Monday, July 24, 2017

I'm not an atheist...

I’m not an atheist, but it appears that I’ve talked myself into a damn corner on the topic of theology.
Without revelation, all theology is negative theology
Revelation, to me, is the only thing that can provide legitimacy to beliefs about God. Whether God is, what God is, what God wants (if God is indeed the kind of X that has the capacity for wants)-- without revelation, I don’t think it makes sense to talk about any of those things.

And, again, I’m not an atheist; I just don’t believe in revelation. Every provided example of revelation appears to me like a human act of interpretation, specifically one that is tainted by its humanness. The provided record of revelation reads like historical product, political propaganda, wish fulfillment and revenge fantasy, selection bias, ethnocentrism, etc.

I believe that any serious belief in God must be accompanied by a theory of idolatry. I believe that any approach to God must provide an account of what it means to be wrong about God. In this regard, I’m not so different from other monotheists (ripping off Dawkins here), in that any possessor of a ‘true’ revelation will usually be ready with arguments for the falsity of other alleged revelations. But without the possession of a ‘true’ revelation, I only have arguments against.

So I’m not saying I don’t believe in God; I just think that everyone (who attempts to provide positive content to the concept of God)  is wrong about God.

With revelation, our inadequacy is overcome through relationship

Thanks to Rabbi Aviva Richman for teaching me this passage. The summary beneath it is mine.
To what may the matter be compared? To the case of a king who had a friend. The king said to him: “I want you to know that I shall dine with you. Go then and make preparations for me.” His friend went and prepared a common couch, a common candelabra and a common table. When the king arrived, there came with him ministers who encompassed him on this side and that, and a golden candlestick preceded him. His friend, seeing all this pomp, felt ashamed and put away all that he had prepared for him, as it was all common. Said the king to him: “Did I not tell you that I would dine with you? Why did you not prepare anything for me?” His friend answered him: “Seeing all the pomp that accompanied you, I felt ashamed, and put away all that I had prepared for you, because they were common utensils.” “By your life!” said the king to him, “I shall set aside all the utensils that I have brought, and for love of you I shall use none but yours!” So in our case. The Holy One, blessed be He, is all light; as it says, “The light dwells with Him” (Daniel 2:22). Yet He said to Israel: “Prepare for Me a candelabra and lamps.”
tl;dr - Human light literally cannot hold a candle to divine light.
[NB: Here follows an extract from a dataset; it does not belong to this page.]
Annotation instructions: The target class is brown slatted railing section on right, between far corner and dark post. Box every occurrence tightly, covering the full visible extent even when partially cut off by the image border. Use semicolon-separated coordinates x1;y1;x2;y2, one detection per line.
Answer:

Human understanding cannot approach divine reality. And yet, with God’s revelation, human concepts and words are given dignity. God’s desire for relationship overcomes the overwhelming reality/power/status gap between God and human.

This is what separates me from my apophatic heroes-- Maimonides and Meister Eckhart. For all of their negative theology, they believed in revelation, and this allowed them to want to stay within their religious institutions and to find meaning and legitimacy in liturgy.


This damn corner
I miss my previous relationship with God. But I believe that that relationship cannot exist without revelation,  and I can no longer believe in revelation. Source criticism, naturalism, and psychology have ingrained in me an inescapable skepticism about any alleged revelation.

If there is such an X as God, I can only hope that Silence is, indeed, considered praise.